Image by seier+seier
fondazione querini stampalia, restoration of the palazzo ground floor, venice 1961-1963.
architect: carlo scarpa, 1906-1978.
ruskin poetically named the ground floor of venetian palazzi the sea story. it is exceptional in architectural history for having its formal entrance towards the water for arrival by boat, but has in general suffered from flooding, the loss of venetian culture and inevitable changes in traffic. in the fondazione querini stampalia, a renaissance palazzo left by will to the city as a museum and public library, the sea story was used mostly for storage, and its entrance faced a narrow alley, barely acknowledging its former greatness or its current civic importance.
when one of scarpa’s students became director of the fondazione, he called upon his old professor to clear things up. what scarpa did has been uniformly lauded as one of the finest examples of modern restoration, yet by 2013 the very elements we celebrate could as easily be described as failures.
the floodings and the lack of boats were answered by scarpa by inviting water itself into the building. at high tide, the sea enters through the gate, and we, the visitors, traverse the building on raised, concrete walkways. the relationship of venice to the water, this strangest of ecosystems and cultures, was never captured more intensely than here.
with the main entrance reserved for the sea and the old door to the alley out of the question, scarpa made the incredible decision to enter the building through a window – like a thief. as is true for criminals breaking in, when you enter without using the door, you leave the question of what is going to happen inside wide open.
scarpa used this freedom to be unapologetically modern in spite of and in contrast to the historical context which created the layered clarity, the building is now famous for. but it could as well be argued that it fits the fondazione itself which is open late and at odd hours, and works as an alternative to more conventional institutions.
like the partisan monument we looked at earlier, in which the onlookers are placed on pedestals, passively looking down on the statue of a murdered and tortured woman, the idea of entering through a window should be seen as another of scarpa’s great reversals – a reversal of function and expectation, closer perhaps to the uncertainties of modern literature than to architecture. I have at least one more of these to show you.
most importantly, scarpa had demonstrated, right in the heart of the city, that ruskin was wrong when he concluded that restoration invariably killed the building it was aiming to rescue. here was a new path, of its own time but with an attitude to history and place that was both knowing, respectful to a degree and endlessly playful. ‘the rate at which venice is going is about that of a lump of sugar in hot tea’, the very english ruskin once wrote. well, not if scarpa could help it.

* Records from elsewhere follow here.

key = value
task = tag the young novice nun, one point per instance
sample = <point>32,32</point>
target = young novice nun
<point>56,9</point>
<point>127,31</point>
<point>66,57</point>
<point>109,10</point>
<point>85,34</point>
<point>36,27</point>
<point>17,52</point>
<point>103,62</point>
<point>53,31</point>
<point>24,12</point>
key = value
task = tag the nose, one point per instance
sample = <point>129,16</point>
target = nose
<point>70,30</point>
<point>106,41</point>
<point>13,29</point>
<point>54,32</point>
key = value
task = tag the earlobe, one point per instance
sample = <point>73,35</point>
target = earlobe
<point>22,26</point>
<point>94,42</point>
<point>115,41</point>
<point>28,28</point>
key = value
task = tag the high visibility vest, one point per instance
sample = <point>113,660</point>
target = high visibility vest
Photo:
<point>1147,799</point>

my photo shows the light-weight bridge he leant against the window of entry. legend has it that the aging le corbusier, sailing under it, shouted who is this great artist?
so far, so triumphant. now, where was the failure?

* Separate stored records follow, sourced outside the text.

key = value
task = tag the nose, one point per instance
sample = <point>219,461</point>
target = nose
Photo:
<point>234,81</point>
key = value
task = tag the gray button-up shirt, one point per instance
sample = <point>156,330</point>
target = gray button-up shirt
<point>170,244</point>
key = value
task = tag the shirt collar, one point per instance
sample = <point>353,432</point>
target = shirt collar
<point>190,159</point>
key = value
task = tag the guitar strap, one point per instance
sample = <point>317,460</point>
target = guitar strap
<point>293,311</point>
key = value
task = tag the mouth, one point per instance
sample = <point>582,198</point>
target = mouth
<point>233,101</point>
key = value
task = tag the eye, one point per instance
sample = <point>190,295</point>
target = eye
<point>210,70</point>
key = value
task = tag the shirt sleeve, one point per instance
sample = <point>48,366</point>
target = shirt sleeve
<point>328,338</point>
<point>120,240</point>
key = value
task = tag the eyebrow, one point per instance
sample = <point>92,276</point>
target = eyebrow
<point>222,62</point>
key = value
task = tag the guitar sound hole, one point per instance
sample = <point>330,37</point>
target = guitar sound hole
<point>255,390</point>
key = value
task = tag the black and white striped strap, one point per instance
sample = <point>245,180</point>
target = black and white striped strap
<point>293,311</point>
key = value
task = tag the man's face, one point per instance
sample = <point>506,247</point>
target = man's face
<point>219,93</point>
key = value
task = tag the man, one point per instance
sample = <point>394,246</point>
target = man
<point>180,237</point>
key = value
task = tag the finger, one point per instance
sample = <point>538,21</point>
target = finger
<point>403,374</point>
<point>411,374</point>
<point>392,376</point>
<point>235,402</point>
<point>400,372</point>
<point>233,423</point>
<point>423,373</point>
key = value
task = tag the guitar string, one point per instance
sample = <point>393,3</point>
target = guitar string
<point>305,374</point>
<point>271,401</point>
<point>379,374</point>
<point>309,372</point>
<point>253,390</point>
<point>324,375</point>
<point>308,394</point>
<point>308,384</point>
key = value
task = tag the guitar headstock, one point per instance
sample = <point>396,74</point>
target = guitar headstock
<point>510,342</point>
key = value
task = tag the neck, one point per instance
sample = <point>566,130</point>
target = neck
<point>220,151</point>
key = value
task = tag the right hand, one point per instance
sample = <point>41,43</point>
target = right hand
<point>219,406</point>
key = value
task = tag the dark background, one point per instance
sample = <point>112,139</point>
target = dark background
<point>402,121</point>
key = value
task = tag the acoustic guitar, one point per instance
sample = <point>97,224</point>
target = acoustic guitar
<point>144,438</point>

and it is a small complaint, I know, that a student handing his old professor a commission is illegal by current EU law if there is as much as a cent of public money involved. regardless of any claims to genius, scarpa would have had to win his jobs in some form of competition or tender had he been alive today. we would never even have heard his name, as anyone who has studied his method or indeed his competition entries will testify.
it also isn’t hard to understand why scarpa’s idea of letting salt water into your client’s house – however controlled – never became the model for restoring the many troubled sea stories of venice. it was a happy one-off and one which we will never see repeated. that he was even able to propose it may help us understand why he lost so many jobs. did you know scarpa worked on the ca’ d’oro, the finest of all gothic palaces in venice, and was kicked out?
finally, I urge you to look at the new, third stage of the querini stampalia restoration, recently completed by mario botta. his spaces are entirely divorced from their wet surroundings, and their perfectly controlled climate could as well have us in dubai as in venice. I hurried through them with a feeling of mild claustrophobia, and wondered at how far we have come since scarpa’s intimate treatise on context, culture, climate and history.
botta’s work includes a new way in, leaving the bridge to the window as a mere appendage, an empty gesture unless you know the background. in painful irony, you enter through a gift shop, predictably loaded with scarpa books for the fans.